## Wednesday, October 19, 2005

### Latent Dirichlet Allocation

I have begun work on a MATLAB implementation of Latent Dirichlet Allocation ala Blei(who is currently at CMU). Jon and I will be looking at classification/clustering/searching of a data set made up of 20,000 newsgroup articles.

LDA does not model a document as belonging to one topic. Instead, each document from the corpus is modeled as a finite mixture of topics. In this generative probabilistic model, parameter estimation and inference are the two main algorithms that we will implement.

I am interested in LDA for several reasons. Primarily I want experience implementing machine learning algorithms; however, LDA is actually of interest to vision researchers. I think this project will teach me useful things about Machine Learning and I look forward to having a MATLAB implementation of LDA that I can later adopt for vision tasks.

#### 7 comments:

1. Jonathan has posted the LDA code we wrote for our Machine Learning course.

The code can be found under the "Code" section of Jon's Projects Page.

2. This MATLAB version of Latent Dirichlet Allocation requires Minka's Lightspeed toolbox.

3. Anonymous3:41 AM

Do you have try to compare the LDA and PLSA?

4. In the domain of text, we did compare LDA and pLSA and found the results fairly similar. The LDA results looked slightly better; however we didn't do a quantitative evaluation.

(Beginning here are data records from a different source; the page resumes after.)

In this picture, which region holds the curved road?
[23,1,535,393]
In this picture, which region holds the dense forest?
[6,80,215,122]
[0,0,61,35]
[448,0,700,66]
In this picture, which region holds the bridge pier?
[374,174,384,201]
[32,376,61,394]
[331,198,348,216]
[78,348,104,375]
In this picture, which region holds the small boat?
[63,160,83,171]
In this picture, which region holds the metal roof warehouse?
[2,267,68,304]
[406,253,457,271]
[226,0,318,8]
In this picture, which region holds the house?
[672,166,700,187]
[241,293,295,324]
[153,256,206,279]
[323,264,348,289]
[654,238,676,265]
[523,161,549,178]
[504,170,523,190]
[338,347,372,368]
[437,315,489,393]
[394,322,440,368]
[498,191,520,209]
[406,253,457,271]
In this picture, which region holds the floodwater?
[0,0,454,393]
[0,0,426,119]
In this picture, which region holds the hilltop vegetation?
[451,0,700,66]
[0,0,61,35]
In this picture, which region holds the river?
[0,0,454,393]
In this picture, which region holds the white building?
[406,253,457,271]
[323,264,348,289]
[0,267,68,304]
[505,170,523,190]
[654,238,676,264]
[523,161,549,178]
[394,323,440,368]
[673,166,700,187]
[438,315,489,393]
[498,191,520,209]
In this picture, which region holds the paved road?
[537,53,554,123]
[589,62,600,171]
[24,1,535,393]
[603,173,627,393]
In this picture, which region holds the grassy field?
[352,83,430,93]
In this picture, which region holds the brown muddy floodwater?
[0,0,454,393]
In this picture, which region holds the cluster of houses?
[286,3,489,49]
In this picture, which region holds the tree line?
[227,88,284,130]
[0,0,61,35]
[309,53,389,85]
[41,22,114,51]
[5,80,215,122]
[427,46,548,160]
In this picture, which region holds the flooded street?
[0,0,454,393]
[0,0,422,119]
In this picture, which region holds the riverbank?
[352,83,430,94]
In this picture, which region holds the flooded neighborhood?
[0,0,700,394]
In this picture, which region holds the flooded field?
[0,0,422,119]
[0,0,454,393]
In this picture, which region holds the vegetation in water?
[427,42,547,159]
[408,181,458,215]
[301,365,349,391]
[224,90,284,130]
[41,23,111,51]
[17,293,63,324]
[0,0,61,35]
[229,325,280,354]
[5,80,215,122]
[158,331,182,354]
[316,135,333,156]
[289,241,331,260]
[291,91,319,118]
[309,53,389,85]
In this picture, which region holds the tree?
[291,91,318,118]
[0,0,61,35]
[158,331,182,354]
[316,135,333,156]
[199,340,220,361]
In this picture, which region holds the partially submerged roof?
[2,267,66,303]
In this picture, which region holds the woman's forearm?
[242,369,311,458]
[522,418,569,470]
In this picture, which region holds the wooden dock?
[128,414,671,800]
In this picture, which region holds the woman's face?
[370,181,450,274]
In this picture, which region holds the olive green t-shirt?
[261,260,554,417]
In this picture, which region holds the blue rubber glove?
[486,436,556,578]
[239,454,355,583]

An advantage of being Bayesian and using LDA as opposed to pLSA is that you aren't restricted to using a Dirichlet Prior for the topic mixture proportions. In the domain of object detection, Jon and I used the Logistic-Normal distribution to model the context between objects (like the Correlated Topic Model paper from Blei/Lafferty). You can find more information about the Logistic-Normal here:

Detecting Objects via Multiple Segmentations and Latent Topic Models

and
Correlated Topic Model Details

5. Anonymous9:32 PM

Hey, do you read Blei's work on GM-LDA? Do you know how to use Gibbs sampling to do inference for GM-LDA? Please let me know by using sueyan@gmail.com. Thanks!

6. Anonymous11:44 AM

What license is the code released under?

7. I am new to lda, but I confuse about it input and output, how can I use Ida. how can I chang text file into lda input format. I am not cleat on feature id. is it means this word is fifth in the vocabulary and it's feature id is 15.